Once on a time, a
certain Namaqua was travelling in company with a Bosch woman
carrying a child on her back. They had proceeded some distance on
the journey, when a troop of wild horses appeared; and the man said
to the woman, 'I am hungry, and I know you can turn yourself into a
lion: do so now, and catch us a wild horse, that we may eat.'
"The woman answered, 'You'll be afraid.'
"'No, no,' said the man; 'I am afraid of dying of hunger, but I am
not afraid of you.'
"Whilst he was yet speaking, hair began to appear at the back of the
woman's neck, her nails began to assume the appearance of claws, and
her features altered. She set down the child.
"The man, alarmed at the change, climbed a tree close by. The woman
glared at him fearfully, and, going to one side, she threw off her
skin petticoat, when a perfect lion rushed out into the plain. It
bounded and crept among the bushes, towards the wild horses; and
springing on one of them, it fell, and the lion lapped its blood.

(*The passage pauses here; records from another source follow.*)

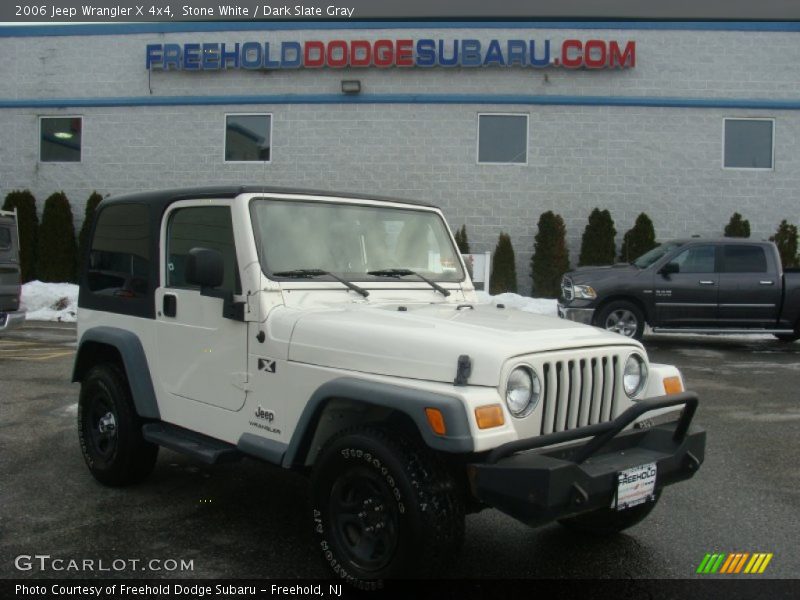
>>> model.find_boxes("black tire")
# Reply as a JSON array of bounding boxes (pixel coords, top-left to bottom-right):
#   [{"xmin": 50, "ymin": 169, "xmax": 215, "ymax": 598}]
[
  {"xmin": 311, "ymin": 426, "xmax": 464, "ymax": 589},
  {"xmin": 558, "ymin": 492, "xmax": 661, "ymax": 537},
  {"xmin": 594, "ymin": 300, "xmax": 644, "ymax": 340},
  {"xmin": 78, "ymin": 364, "xmax": 158, "ymax": 486}
]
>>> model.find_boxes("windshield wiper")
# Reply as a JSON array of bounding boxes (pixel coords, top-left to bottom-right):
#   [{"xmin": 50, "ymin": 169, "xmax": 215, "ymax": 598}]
[
  {"xmin": 367, "ymin": 269, "xmax": 450, "ymax": 298},
  {"xmin": 273, "ymin": 269, "xmax": 369, "ymax": 298}
]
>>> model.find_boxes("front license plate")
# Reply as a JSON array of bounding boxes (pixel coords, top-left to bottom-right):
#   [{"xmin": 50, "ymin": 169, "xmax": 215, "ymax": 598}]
[{"xmin": 611, "ymin": 463, "xmax": 656, "ymax": 510}]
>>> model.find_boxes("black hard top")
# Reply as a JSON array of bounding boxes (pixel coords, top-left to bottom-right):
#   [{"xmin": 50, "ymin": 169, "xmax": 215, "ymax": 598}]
[
  {"xmin": 103, "ymin": 185, "xmax": 436, "ymax": 209},
  {"xmin": 663, "ymin": 237, "xmax": 769, "ymax": 245}
]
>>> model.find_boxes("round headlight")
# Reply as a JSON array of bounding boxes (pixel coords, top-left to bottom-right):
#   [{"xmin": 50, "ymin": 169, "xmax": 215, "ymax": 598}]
[
  {"xmin": 622, "ymin": 354, "xmax": 647, "ymax": 398},
  {"xmin": 506, "ymin": 367, "xmax": 542, "ymax": 418}
]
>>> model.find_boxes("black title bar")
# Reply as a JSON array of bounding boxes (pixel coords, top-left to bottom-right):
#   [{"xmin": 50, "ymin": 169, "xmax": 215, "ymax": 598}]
[{"xmin": 0, "ymin": 0, "xmax": 800, "ymax": 24}]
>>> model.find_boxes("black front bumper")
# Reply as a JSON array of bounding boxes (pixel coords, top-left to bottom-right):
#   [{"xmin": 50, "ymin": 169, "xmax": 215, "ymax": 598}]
[{"xmin": 469, "ymin": 393, "xmax": 706, "ymax": 525}]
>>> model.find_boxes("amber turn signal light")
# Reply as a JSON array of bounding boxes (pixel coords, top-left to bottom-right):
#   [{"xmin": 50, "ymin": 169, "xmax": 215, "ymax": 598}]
[
  {"xmin": 664, "ymin": 376, "xmax": 683, "ymax": 394},
  {"xmin": 425, "ymin": 408, "xmax": 447, "ymax": 435},
  {"xmin": 475, "ymin": 404, "xmax": 506, "ymax": 429}
]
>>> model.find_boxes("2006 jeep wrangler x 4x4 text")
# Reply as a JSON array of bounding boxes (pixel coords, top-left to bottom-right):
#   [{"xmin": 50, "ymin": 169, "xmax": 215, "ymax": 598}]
[{"xmin": 73, "ymin": 187, "xmax": 705, "ymax": 586}]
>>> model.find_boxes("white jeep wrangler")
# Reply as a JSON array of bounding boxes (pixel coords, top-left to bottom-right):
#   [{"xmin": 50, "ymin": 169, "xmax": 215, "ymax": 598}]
[{"xmin": 73, "ymin": 187, "xmax": 705, "ymax": 586}]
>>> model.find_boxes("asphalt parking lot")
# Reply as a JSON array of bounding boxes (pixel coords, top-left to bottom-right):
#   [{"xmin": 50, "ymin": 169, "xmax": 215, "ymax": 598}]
[{"xmin": 0, "ymin": 323, "xmax": 800, "ymax": 579}]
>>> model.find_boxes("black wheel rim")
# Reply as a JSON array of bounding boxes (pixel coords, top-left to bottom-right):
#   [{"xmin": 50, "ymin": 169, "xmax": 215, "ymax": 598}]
[
  {"xmin": 330, "ymin": 468, "xmax": 399, "ymax": 572},
  {"xmin": 605, "ymin": 308, "xmax": 639, "ymax": 337},
  {"xmin": 86, "ymin": 395, "xmax": 118, "ymax": 461}
]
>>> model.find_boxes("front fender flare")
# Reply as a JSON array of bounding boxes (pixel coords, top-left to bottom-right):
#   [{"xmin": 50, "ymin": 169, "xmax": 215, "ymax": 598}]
[
  {"xmin": 283, "ymin": 377, "xmax": 474, "ymax": 467},
  {"xmin": 72, "ymin": 325, "xmax": 161, "ymax": 419}
]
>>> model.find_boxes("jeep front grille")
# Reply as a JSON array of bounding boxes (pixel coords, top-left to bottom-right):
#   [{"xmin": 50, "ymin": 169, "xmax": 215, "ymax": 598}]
[
  {"xmin": 541, "ymin": 355, "xmax": 622, "ymax": 434},
  {"xmin": 561, "ymin": 277, "xmax": 575, "ymax": 300}
]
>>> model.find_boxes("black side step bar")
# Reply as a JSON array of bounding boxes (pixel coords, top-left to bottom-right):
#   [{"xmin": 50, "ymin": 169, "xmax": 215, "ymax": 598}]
[{"xmin": 142, "ymin": 423, "xmax": 244, "ymax": 465}]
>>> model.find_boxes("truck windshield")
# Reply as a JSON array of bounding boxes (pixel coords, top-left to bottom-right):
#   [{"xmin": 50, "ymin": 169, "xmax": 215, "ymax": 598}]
[
  {"xmin": 250, "ymin": 199, "xmax": 464, "ymax": 281},
  {"xmin": 632, "ymin": 242, "xmax": 683, "ymax": 269}
]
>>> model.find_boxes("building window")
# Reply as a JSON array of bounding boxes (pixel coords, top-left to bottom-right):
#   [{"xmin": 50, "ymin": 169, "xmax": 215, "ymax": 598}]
[
  {"xmin": 87, "ymin": 204, "xmax": 150, "ymax": 303},
  {"xmin": 722, "ymin": 119, "xmax": 775, "ymax": 169},
  {"xmin": 39, "ymin": 117, "xmax": 83, "ymax": 162},
  {"xmin": 478, "ymin": 114, "xmax": 528, "ymax": 164},
  {"xmin": 225, "ymin": 113, "xmax": 272, "ymax": 162}
]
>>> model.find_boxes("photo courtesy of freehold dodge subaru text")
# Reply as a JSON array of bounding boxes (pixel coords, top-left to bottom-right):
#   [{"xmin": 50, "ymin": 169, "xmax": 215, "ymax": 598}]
[{"xmin": 0, "ymin": 0, "xmax": 800, "ymax": 600}]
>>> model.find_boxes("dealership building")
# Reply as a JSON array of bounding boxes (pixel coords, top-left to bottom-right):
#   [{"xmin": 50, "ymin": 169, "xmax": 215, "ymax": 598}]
[{"xmin": 0, "ymin": 21, "xmax": 800, "ymax": 293}]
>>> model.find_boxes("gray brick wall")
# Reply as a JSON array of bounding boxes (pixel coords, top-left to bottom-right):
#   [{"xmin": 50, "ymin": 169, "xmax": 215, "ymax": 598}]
[{"xmin": 0, "ymin": 30, "xmax": 800, "ymax": 292}]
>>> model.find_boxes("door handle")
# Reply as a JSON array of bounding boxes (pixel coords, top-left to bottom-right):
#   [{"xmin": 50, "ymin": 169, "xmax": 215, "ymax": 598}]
[{"xmin": 162, "ymin": 294, "xmax": 178, "ymax": 317}]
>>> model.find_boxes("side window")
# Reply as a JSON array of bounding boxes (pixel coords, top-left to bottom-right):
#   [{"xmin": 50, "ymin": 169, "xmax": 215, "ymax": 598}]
[
  {"xmin": 722, "ymin": 246, "xmax": 767, "ymax": 273},
  {"xmin": 87, "ymin": 204, "xmax": 150, "ymax": 298},
  {"xmin": 166, "ymin": 206, "xmax": 241, "ymax": 294},
  {"xmin": 670, "ymin": 246, "xmax": 715, "ymax": 273}
]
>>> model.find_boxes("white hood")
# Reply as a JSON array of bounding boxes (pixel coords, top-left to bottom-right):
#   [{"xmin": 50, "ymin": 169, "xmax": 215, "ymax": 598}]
[{"xmin": 276, "ymin": 303, "xmax": 639, "ymax": 386}]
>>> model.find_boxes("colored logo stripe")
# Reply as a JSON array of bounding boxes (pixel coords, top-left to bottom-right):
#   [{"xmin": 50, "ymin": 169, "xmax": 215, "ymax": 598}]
[{"xmin": 697, "ymin": 552, "xmax": 773, "ymax": 575}]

The lion then came back to where the child was crying, and the man
called from the tree, 'Enough, enough! do not hurt me! Put off your
lion's shape. I will never ask to see you thus again.'
"The lion looked at him and growled. 'I will remain here till I
die,' said the man, 'if you do not become a woman again.'
"The mane and tail then began to disappear; the lion went towards
the bush where the skin petticoat lay; it was slipped on, and the
woman, again in her proper shape, took up the child.